Should we conclude that the process is actually stable and in statistical control?

No.

We've fallen into the trap of tool-based thinking. After all, we have a waffle maker, so we should use it and make waffles, shouldn't we?

If this were a criminal case we'd be charged with obstruction of justice for hiding evidence.

Just as in a crime scene investigation, clues are hard to come by, so why obscure them in the interest of normality and tidiness rather than looking deeper? In this case, we skipped an important question...is the population actually homogenous? Are we actually measuring the same type of thing?

No.

Now here's that other important point mentioned earlier: in my experience, transactional or service processes involving people are almost NEVER truly homogenous. Why? Because they serve people and are often delivered by people, and people are the fount of variation. People bring all their special circumstances and conditions and peculiarities into the equation. Just witness one flight arrival and the painful variation of a group of people trying to remove their overstuffed "carry‐on" bags from the overhead bins and you will appreciate the inherent heterogeneity of humans.

The first step is to ask "is there something different about the observations with the much higher checkout time?" Maybe there is an identifiable characteristic that is different…

Fortunately, in this case, several characteristics were recorded for each checkout, including the register, number of items purchased, whether or not a coupon was used, and whether or not there was a price check. Those of you who have ever been through a checkout line will recognize that coupons and price checks really gum up the works. That operational knowledge gives us some insight that we ought to stratify the data and look for sub‐populations. Here are two box plots that peel out those checkouts with coupons and then those checkouts with price checks.

In both cases, there is a substantial difference between items with either a coupon or a price check, so we clearly do not have a homogenous population after all. We have one checkout process, but different inputs to that process representing different populations of customers (those with no coupons, those with coupons, those with price checks, and a few with both coupons and price checks).

Combining these different populations, then transforming and plotting the data on the same chart did nothing but obscure the useful information in the data 3.
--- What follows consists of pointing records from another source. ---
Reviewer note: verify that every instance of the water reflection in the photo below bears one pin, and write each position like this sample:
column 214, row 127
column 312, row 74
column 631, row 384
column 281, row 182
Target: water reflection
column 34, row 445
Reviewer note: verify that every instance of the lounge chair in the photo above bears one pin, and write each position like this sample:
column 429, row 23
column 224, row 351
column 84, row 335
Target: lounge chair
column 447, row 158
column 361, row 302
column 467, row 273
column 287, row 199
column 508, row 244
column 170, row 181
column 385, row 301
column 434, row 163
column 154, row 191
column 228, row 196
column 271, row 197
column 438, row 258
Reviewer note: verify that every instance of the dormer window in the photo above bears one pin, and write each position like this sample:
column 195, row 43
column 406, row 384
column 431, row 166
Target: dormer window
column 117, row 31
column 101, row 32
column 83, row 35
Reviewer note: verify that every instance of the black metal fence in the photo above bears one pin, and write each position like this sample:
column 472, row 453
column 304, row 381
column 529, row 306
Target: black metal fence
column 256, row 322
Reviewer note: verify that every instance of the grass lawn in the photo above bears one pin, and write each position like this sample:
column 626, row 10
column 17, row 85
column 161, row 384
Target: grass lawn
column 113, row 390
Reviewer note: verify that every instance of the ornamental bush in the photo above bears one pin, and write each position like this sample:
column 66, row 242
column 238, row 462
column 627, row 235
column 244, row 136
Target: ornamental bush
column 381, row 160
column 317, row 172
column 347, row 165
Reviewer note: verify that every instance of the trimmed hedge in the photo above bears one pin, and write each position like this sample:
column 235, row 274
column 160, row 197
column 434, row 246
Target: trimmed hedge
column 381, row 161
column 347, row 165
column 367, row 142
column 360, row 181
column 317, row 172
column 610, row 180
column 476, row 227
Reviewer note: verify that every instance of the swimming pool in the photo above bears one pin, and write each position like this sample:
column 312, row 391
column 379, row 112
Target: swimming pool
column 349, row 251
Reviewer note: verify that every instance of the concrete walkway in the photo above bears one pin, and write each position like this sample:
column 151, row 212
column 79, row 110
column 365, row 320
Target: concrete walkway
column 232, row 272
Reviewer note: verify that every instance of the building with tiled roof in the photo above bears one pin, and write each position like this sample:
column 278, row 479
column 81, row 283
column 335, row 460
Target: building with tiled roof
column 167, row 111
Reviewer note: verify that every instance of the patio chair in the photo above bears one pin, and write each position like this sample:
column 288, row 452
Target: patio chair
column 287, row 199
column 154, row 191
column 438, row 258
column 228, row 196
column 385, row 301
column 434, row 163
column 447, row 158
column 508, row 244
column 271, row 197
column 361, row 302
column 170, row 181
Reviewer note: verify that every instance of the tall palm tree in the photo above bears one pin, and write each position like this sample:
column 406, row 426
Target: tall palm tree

Here's a control chart with the price check data segregated as a separate stage with its own control limits so we can compare the differences. Within each sub‐population, the noted variation is all due to random, common causes, but the differences between the two sub‐populations are not random at all, they are due to different (heterogeneous) underlying characteristics.

We should always first challenge the notion of homogeneity, especially if it's a service or transactional process, and ask whether there are sub‐populations that are responsible for the more extreme values.

Even in the unlikely circumstance that are no identifiable sub‐populations, the XmR chart is very robust with respect to non‐normality ‐ the risk of false alarms has been shown to be really low. Think of a fire alarm: isn't it better to deal with a false alarm when there is no actual fire than to suffer the impact of no alarm when a fire is actually blazing?

Conclusion

So don't transform the data just because a software tool makes it easy to do, and don't transform data at all unless you absolutely have to do so. It causes too many other serious issues: 1) if you are using a process behavior chart to actually manage a process, you have to transform each additional observation before you can plot the data, which is very inconvenient, and 2) more importantly, after transformation the numbers on the chart, the chart no longer relates directly to observed performance ‐ the numbers can't be "untransformed" and compared to experience ‐ so the numbers become uninterpretable.

Tools are intended to support our critical thinking, not handicap it.